UK govt acted ‘unlawfully’ by not disclosing lucrative Covid-19 contracts for PPE in time for public scrutiny, High Court rules

The UK government acted unlawfully by not being transparent about contracts it awarded for millions of pounds worth of PPE, face masks, and medical gowns to help fight Covid-19, a High Court judge ruled on Friday.

Health Secretary Matt Hancock was ruled to have breached his legal obligation to disclose details of contracts the government had awarded within 30 days of decisions being made.

The Department of Health and Social Care (DHSC), which Hancock heads, argued that it could not publish its contract award notices on time, given the emergency nature of government actions during the pandemic.

The legal challenge against the Conservative government was brought by campaign group, the Good Law Project, along with opposition MPs, Labour’s Debbie Abrahams, the Green Party’s Caroline Lucas, and Layla Moran of the Liberal Democrats.

In the ruling, Judge Chamberlain said Hancock had spent “vast quantities of public money” during the pandemic, but that government procurement had been shielded so contracts could not be scrutinised by MPs or the National Audit Office.

“The public were entitled to see who this money was going to, what it was being spent on, and how the relevant contracts were awarded,” he said.

The DHSC’s court papers revealed that the department has spent over £17 billion ($23.8 billion) on pandemic-related contracts during the 2020/21 financial year, but, according to the Good Law Project, only £10.6 billion ($14.9 billion) of the contracts were disclosed.

“We would rather that we didn’t have repeatedly to expose Government’s illegality through the Courts,” the Good Law Project’s director, Jo Maugham QC, wrote on Twitter after the ruling.

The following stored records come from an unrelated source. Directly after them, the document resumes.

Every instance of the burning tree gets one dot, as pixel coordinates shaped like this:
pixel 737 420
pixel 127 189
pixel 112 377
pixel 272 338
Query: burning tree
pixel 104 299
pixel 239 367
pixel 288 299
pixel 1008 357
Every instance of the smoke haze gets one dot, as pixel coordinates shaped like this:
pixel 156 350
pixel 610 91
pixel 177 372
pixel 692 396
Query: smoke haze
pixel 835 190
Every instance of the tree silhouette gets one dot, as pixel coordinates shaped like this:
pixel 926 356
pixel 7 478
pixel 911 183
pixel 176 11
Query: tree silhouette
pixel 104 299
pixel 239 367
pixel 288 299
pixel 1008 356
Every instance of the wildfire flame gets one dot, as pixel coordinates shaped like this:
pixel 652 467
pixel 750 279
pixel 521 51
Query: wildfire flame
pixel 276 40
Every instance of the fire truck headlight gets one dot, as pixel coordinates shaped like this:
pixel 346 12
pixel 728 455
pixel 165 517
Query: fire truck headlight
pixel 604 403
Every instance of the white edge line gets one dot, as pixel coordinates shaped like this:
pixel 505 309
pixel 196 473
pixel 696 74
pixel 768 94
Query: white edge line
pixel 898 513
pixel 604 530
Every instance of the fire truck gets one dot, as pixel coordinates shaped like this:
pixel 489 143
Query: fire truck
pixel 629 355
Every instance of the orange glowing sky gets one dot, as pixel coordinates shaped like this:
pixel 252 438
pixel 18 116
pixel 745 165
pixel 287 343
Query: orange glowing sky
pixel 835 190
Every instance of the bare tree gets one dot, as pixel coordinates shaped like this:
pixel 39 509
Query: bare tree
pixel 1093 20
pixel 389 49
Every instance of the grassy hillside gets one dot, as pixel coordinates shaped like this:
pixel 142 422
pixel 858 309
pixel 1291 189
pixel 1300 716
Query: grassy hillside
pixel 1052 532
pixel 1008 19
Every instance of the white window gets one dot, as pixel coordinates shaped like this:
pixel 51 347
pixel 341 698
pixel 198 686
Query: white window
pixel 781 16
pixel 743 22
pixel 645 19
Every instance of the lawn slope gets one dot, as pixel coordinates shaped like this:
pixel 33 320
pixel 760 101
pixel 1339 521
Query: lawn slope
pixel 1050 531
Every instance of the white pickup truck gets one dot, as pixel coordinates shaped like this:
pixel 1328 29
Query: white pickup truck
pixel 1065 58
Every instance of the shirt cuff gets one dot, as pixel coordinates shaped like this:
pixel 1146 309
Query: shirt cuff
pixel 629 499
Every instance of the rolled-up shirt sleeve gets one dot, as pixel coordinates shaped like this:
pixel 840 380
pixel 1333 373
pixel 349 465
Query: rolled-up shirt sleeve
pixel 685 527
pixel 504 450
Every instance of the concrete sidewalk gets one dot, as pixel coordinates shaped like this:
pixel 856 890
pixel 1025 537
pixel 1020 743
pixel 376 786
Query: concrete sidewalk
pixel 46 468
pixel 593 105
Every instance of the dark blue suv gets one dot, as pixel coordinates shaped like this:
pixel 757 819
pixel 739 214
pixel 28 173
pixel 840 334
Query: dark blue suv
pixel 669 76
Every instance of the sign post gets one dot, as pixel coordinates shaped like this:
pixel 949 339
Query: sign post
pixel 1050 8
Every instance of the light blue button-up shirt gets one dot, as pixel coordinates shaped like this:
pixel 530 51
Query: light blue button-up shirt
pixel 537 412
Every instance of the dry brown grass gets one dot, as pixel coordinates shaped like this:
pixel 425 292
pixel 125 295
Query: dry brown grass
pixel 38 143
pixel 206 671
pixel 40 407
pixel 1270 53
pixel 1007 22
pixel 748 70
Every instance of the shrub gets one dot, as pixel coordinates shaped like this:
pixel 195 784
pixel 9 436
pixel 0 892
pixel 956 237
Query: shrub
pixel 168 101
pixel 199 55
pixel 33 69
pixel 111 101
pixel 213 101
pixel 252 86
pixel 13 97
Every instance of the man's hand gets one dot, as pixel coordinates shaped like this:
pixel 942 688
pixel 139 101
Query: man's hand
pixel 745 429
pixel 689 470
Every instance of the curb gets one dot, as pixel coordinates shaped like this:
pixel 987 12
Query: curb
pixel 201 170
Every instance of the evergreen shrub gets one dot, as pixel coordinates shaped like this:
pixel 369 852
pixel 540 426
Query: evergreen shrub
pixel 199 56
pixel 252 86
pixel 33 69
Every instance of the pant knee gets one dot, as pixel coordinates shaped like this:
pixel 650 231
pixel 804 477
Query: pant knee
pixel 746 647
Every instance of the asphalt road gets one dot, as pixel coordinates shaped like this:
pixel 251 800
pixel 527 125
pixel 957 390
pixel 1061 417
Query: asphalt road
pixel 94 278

“We would rather it came clean – and resolved to improve. We have written to Matt Hancock inviting him to do just that so we can stand down our lawyers.”

The government has drawn fierce criticism over its Covid-related procurement, while Hancock was accused last November of awarding a contract to his former neighbour Alex Bourne via WhatsApp, despite him not having any relevant previous experience.

Bourne, who co-ran the Cock Inn pub near the secretary of state’s former constituency home in Suffolk, was given a contract to supply medical-grade vials for Covid-19 test kits, according to a report in the Guardian.

The DHSC also came under the spotlight last week for its bungling of PPE supplies, when the Audit Office’s auditor general told MPs that the government had to draft in outside consultants to help track down billions of pounds worth of missing PPE that can’t currently be accounted for.